An independent footwear store, Gregory’s, had moved out of its space next to the first level of Ron Herman. Ron Herman extended its women’s wing and added footwear on the second floor, Quirk said. “For the first time, we carry shoes. It’s been a dream of ours,” he said. “We’ve never been able to style a head-to-toe, complete look.”

The retailer also opened an in-store jewelry salon. Eyewear company Oliver Peoples opened a separate shop in the bungalow building separate from the Ron Herman store.Throughout the location, interiors were spruced up, and the interiors have a brighter, airier ambience.

The landing area between a staircase leading to the second floor will be dedicated to new ventures. In November, it will serve as the site of holiday shop-in-shops for Los Angeles brands such as Camp High, a basics brand with a whimsical sense of humor; Soyer, a women’s contemporary knits brand; and I’m OK! by Larry Schaffer, aka Mr. Gift, who founded a Los Angeles gifting and homeware line.
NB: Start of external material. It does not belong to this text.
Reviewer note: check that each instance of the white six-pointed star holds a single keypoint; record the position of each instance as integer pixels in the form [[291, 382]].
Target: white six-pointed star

Another upcoming project will be to further develop Ron Herman’s private-label clothing brands. Sazaby Private Label Coordinator Yoshie Yanagi has been working on developing more Ron Herman lines such as the upcoming RHLA sustainable-cashmere line.

The new leadership team for Ron Herman will have some big shoes to fill. Ron Herman is still known as a shop that gambled on new lines such as Juicy, True Religion as well as Trina Turk and J Brand, which came to dominate retail, said John Eshaya, founder of the JETJohn Eshaya brand, who worked at the retailer beginning in 1984 and left in 2008 as its vice president and women’s buyer.

“To be in Ron Herman in the ’90s meant that your line was going to be seen by the buyers of every department store and every specialty store as well as every designer and every actor. You would become a star,” Eshaya said. “Everyone’s eyes were on Ron Herman.”